Yes, “innovation”. Some may balk at the use of this word when applied to the oil and gas industry and George Mitchell may not look like your typical entrepreneur. But in my view, Mitchell should be celebrated alongside Bill Gates and Steve Jobs in the pantheon of great American entrepreneurs. Figuring out how to extract oil and natural gas out of shale rock was one of the most significant American innovations of the last two decades:
Lower, less volatile energy prices for all.
Natural gas is a lot cleaner than other fossil fuels, and replacing dirtier sources has a net positive environmental benefit.
Even more significantly, it has reduced our economic dependence on others. We are even starting to export it.
It is easier to avoid geopolitically volatile regions like the Middle East and hopefully leads to fewer pointless conflicts.
Energy independence was a big topic of discussion around election time 15–20 years ago. Now, nobody really brings it up anymore because we are nearly there and it is no longer such a big source of anxiety.

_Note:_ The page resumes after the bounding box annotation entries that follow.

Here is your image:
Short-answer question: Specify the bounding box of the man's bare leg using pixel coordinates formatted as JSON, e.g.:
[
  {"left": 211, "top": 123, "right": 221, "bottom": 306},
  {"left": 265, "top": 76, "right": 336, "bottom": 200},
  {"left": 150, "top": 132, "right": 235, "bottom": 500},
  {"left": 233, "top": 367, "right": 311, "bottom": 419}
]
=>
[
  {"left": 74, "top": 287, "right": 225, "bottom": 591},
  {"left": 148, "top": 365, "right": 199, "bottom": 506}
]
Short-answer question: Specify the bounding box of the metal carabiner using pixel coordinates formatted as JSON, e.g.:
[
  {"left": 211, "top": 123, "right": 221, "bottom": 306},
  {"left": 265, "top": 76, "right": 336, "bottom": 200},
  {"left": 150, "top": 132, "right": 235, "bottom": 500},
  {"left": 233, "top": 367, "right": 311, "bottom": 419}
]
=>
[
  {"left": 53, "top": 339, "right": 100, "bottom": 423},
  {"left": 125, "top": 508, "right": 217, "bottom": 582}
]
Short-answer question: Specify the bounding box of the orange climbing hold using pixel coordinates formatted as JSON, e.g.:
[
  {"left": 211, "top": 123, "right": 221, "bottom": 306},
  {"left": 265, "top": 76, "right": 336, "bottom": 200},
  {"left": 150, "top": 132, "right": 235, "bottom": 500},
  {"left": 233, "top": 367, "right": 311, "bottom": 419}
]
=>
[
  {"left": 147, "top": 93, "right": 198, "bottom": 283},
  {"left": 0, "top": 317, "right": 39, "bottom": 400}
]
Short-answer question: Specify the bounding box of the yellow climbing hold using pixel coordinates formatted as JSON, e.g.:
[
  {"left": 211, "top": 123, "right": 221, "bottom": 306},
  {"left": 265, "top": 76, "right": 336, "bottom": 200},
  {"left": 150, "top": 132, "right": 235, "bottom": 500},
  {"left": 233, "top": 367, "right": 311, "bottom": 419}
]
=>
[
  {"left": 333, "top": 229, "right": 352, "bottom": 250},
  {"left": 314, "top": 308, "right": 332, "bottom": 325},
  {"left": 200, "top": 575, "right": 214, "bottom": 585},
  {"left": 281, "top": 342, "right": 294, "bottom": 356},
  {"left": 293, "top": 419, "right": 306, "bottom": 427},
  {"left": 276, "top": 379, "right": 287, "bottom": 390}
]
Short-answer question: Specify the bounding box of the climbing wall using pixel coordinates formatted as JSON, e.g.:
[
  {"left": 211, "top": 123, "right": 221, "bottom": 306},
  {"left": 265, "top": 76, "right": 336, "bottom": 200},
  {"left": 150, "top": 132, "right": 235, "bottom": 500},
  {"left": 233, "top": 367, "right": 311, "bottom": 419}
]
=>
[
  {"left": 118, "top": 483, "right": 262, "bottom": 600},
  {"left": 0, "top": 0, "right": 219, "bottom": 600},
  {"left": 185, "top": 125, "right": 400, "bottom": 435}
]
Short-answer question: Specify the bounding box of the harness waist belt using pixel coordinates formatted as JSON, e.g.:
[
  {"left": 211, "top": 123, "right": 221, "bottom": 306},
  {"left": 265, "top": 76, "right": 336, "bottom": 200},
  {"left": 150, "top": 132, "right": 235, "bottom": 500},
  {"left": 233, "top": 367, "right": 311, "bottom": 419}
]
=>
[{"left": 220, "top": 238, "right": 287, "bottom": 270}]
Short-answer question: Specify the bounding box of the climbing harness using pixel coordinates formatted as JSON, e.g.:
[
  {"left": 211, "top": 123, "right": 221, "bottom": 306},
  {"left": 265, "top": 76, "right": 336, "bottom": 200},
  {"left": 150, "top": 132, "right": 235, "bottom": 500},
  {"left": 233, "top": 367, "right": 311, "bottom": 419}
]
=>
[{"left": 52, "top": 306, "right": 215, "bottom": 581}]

The private equity investors and bondholders had not properly factored in the potential for innovation to completely change the rules of the game. One thing I noticed working in the industry was that traditional private equity guys tended to be value-oriented and while they are great at thinking about and pricing in all sorts of risk, innovation and disruption are two things that they often miss. As Mr. Buffett himself wrote in that 2011 letter: “I totally miscalculated the gain/loss probabilities [of natural gas prices] when I purchased the bonds.”
There are other lessons here (e.g. the heightened risks of too much debt, mistaking secular trends for cyclical ones, second-order effects, sticking within your “circle of competence” etc.) but I think a key, under-appreciated lesson is that innovation can be hard to predict. Lightning can strike anywhere, with little warning. But just because it is hard to predict doesn’t mean it can be ignored. As an investor, it is very important to recognize true innovation/disruption when it does happen and react/adjust accordingly.
In particular, American ingenuity has proven time and time again its ability to surprise and throughout history it has been a far more profitable wager to bet on it rather than against it.
Notes
[i] The George Mitchell and Mitchell Energy story is detailed in the excellent book about the pioneers of fracking The Boom by Russell Gold. The Nick Steinsberger story is also mentioned in the book as well as a 2013 feature story in The Atlantic.
[ii] Original reference to famous phrase used in Tom Wolfe’s novel The Bonfire of the Vanities.